Initially, The Blind House impresses you, artfully and graciously. The setting is dark, psychological, and constrained, yet sauced in delicious unease. The puzzles are also simple, at first, and even the ones which are not intrigue you instead of frustrate you. The layout of the screen features the game's graphic at the lower right and a graphical map at the lower left -- truly, a revolution in IF branding. Lastly, the main character's main current thoughts are floating just below the status bar. These game mechanics go a long way towards making TBH playable, and memorable, and cement the noir atmosphere.

Then the puzzles get less obvious and my interest wanes. The middle section takes too much time to unriddle and drains the prickly, panicky fear away.

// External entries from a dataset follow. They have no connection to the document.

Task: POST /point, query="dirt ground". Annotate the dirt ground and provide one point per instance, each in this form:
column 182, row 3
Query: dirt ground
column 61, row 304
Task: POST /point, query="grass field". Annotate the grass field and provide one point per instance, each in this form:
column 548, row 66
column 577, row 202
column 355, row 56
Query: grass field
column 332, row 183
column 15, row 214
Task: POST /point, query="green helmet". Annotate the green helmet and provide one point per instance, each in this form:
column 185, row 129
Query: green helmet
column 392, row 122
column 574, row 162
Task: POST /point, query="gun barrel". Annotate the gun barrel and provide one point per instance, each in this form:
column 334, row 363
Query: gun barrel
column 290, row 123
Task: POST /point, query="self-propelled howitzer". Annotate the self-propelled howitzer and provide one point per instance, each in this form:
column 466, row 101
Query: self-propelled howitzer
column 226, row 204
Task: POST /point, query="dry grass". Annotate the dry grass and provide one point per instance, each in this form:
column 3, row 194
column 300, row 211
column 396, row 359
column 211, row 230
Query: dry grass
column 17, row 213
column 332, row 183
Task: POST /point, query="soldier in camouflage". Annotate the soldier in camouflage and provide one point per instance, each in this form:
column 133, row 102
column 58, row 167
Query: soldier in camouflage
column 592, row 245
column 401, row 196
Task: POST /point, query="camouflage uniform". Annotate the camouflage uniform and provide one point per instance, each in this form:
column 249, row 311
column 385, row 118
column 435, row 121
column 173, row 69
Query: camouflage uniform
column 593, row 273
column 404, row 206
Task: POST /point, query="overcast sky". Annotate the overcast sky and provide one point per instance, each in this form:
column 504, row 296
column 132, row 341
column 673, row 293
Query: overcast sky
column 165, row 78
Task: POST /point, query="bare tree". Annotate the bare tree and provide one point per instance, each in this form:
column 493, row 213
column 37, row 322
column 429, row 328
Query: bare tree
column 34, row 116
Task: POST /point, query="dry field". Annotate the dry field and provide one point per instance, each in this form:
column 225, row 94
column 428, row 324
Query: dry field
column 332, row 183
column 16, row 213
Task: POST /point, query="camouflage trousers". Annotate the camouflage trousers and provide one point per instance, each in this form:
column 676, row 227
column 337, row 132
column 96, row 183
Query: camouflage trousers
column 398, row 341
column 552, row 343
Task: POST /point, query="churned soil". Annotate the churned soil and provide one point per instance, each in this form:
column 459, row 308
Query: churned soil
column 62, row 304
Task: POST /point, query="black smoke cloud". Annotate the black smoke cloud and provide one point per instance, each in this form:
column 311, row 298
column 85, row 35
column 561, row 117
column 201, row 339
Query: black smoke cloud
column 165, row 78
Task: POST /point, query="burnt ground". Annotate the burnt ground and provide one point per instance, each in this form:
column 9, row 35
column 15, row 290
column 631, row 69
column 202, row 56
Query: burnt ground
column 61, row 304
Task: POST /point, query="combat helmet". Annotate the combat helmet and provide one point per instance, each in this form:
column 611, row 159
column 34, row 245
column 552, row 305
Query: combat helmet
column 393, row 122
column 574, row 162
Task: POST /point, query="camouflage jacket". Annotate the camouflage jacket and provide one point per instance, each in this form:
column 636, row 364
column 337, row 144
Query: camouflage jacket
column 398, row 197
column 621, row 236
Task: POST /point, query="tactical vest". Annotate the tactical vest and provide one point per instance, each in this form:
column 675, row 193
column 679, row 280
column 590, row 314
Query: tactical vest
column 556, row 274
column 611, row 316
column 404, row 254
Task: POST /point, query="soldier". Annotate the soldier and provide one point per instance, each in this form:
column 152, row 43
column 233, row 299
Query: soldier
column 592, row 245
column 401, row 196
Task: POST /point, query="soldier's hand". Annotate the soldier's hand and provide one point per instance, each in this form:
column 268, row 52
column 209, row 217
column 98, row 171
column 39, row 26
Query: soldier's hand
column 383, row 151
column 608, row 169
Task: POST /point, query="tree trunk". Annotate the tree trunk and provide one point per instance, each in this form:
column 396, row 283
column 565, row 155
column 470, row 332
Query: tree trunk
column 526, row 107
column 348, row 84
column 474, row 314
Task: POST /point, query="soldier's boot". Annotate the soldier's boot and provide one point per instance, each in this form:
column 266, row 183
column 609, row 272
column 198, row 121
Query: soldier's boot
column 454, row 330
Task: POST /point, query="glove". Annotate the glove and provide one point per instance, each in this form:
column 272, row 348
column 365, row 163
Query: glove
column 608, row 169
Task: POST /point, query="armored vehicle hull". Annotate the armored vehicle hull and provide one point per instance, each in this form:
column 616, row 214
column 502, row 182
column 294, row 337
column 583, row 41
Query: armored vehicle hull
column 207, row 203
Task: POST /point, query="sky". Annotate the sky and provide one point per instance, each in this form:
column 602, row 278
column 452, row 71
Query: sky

I'm also convinced that there's some sort of timing bug -- occasionally Marissa doesn't return (I waited until after 9 PM), and other times she returns after barely thirty moves. Originally, I thought that had Marissa returned earlier, the further revelations of the game would be avoided, but that was only wishful thinking.

The main character grows less likable as she becomes better defined; her thoughts hover upon indecency, and her jealousy of Estelle betrays her attraction to women (it's a jealous madness, but attraction nonetheless). Other scenes reveal this as well, and not in any subtle, interpretable way. The ending scenes make it completely clear. TBH is lesbian noir.

This casts a vomit-colored light upon the rest of the game. The middle section is Helena pawing through the private life of someone that she wishes was her lover. Even the introduction makes more sense -- why were the characters seemingly so close? (Spoiler - click to show)What actually happened last night, except for a lover's fight that turned deadly? The ending does succeed in wrapping things up, although it is anti-climactic, and it assumes a few things that you may not have done.

The writing in many places is taut, eerie, and evocative, but that in no way atones for requiring someone to live inside Helena's skin. That horror remains, like the memory of being deathly sick.